Inocente
Inocente
Confortável entre os braços de seu dono, o jovem animal era trazido às portas da tenda da congregação. Possivelmente era uma das primeiras vezes que havia sido levado para tão longe de casa. Curiosidade e receio rondavam os seus pensamentos.

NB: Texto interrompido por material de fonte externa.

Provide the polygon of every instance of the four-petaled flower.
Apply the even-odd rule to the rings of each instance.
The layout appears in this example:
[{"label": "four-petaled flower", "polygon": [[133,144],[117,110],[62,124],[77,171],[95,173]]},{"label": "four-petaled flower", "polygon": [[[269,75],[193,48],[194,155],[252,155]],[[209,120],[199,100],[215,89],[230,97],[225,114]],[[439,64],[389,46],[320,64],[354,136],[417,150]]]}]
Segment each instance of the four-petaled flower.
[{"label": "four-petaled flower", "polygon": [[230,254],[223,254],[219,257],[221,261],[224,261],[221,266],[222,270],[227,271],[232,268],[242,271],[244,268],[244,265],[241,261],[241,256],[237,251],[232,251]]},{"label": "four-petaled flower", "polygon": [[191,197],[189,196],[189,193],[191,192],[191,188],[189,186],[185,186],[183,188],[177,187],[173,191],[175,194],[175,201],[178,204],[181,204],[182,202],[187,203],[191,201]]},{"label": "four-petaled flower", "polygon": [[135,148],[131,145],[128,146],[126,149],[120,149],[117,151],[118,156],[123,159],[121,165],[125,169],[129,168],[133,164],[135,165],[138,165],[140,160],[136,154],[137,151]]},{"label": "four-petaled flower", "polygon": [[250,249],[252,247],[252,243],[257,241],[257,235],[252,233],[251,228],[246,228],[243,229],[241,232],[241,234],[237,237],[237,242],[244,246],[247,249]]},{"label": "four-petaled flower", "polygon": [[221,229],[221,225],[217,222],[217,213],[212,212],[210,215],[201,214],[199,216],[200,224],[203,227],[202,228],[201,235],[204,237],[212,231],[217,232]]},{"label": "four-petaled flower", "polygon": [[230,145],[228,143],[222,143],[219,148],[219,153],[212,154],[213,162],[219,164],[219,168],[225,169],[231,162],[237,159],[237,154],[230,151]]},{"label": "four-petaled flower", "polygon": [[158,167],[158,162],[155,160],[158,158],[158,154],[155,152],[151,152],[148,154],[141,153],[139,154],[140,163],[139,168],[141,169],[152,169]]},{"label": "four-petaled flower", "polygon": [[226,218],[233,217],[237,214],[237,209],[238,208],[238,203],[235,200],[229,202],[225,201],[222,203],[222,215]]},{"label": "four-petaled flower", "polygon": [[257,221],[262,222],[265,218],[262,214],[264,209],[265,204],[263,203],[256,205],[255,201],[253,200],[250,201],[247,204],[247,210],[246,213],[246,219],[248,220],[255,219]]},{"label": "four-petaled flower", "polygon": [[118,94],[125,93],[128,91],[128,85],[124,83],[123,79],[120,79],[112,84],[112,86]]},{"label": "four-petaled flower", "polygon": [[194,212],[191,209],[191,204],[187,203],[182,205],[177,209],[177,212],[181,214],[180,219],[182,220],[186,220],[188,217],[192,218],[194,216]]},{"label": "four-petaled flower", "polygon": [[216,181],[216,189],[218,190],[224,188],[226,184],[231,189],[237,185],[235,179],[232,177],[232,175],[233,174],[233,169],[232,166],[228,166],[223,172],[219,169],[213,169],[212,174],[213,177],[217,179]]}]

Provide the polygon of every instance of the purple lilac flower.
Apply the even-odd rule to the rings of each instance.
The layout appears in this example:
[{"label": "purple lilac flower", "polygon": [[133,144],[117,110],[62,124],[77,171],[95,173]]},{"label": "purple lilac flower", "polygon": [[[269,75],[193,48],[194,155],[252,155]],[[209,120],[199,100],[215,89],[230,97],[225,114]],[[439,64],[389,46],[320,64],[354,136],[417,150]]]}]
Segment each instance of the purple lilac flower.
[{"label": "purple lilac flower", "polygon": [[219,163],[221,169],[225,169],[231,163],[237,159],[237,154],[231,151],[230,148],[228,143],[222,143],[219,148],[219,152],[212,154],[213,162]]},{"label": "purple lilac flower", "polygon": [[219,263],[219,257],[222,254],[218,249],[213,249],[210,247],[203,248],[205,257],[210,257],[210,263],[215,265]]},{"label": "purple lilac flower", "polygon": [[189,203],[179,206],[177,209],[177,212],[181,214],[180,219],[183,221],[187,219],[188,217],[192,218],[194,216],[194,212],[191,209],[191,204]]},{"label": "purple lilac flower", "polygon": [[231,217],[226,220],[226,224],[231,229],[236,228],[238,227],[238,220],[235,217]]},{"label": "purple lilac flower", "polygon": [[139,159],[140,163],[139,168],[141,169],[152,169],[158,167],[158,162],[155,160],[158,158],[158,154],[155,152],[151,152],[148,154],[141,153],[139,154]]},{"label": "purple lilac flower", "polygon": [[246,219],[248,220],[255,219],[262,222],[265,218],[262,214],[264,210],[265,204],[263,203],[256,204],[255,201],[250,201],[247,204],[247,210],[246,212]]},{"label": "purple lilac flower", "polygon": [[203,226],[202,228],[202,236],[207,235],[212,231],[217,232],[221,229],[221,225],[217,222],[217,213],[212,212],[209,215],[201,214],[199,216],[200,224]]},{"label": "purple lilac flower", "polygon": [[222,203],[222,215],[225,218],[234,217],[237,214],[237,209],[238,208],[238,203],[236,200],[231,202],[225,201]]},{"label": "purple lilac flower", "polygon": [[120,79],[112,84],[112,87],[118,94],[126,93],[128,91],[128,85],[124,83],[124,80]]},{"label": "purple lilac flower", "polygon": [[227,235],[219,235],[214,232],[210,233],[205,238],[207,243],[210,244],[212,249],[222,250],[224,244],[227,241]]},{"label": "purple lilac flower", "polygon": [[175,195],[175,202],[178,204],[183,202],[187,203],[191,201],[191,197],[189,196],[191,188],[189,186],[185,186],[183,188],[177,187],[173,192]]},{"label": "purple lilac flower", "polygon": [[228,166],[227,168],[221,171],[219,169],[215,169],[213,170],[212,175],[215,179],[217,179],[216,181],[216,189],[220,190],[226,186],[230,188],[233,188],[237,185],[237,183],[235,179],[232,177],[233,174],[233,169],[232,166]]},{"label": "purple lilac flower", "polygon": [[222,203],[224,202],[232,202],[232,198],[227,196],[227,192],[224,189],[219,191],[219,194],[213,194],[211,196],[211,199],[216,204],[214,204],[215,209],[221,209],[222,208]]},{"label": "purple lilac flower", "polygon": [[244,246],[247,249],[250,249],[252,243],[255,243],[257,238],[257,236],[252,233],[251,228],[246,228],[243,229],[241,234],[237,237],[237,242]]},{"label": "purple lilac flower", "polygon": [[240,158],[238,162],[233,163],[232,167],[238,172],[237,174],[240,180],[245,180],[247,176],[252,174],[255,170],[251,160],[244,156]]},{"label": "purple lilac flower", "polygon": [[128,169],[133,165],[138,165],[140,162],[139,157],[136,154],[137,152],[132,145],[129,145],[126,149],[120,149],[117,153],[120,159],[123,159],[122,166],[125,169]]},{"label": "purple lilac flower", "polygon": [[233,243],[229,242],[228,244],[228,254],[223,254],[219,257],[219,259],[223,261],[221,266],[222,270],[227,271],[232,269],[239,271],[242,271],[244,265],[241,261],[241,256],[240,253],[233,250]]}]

Logo, veio-lhe ao encontro um homem com as vestes brancas; parecia-lhe ser uma boa pessoa. Havia em seu rosto um sorriso sincero por ver mais um fiel irmão dedicando-se inteiramente ao Senhor. Foi levado o cordeiro para o grande templo, ao lado norte. Com carinho, foi posto no chão, sentia a amabilidade com que o tratavam, afinal, fazia parte da família. A mão de seu dono acariciava sua cabeça… um balbuciar de palavras eram proferidas em sutil voz pelos homens que o cercavam. Ao final das palavras ouviu de seu mestre:
– Assim seja. Amém.
Suas pálpebras aos poucos se fechavam; estavam cansadas, e sentia um frio estranho no pescoço. A dócil criatura pendia cada vez mais ao solo, não entendia ao certo porque se sentia tão fraco…
Em pouco tempo não sentia mais nada.
Os homens arrependidos que buscavam redenção continham suas lagrimas ansiosas. Nascidas pela impressão tatuada sobre as pálpebras de um salário justo subjugado pela imerecida graça. Graça revelada nos prantos e lamentos das criaturas inocentes entregues à morte. E por meio da fé tinham a certeza renovada de que “pelo precioso sangue, o sangue de Cristo” seriam limpas as vestes e apagados os pecados. Ao olhar para o “cordeiro que tira o pecado do mundo” são escoadas as tinturas, e arrancadas as texturas que modelam e colorem nosso quadro de pecado. A tela torna-se renovo alvo, e alvo pronto à paleta e pincel do pintor: um artista esperançoso em assinar a obra de detalhes tingidos pela cruz. Somente em Cristo somos arrancados do império das trevas, carregados nos braços e entregues nas mãos de quem sabe cuidar.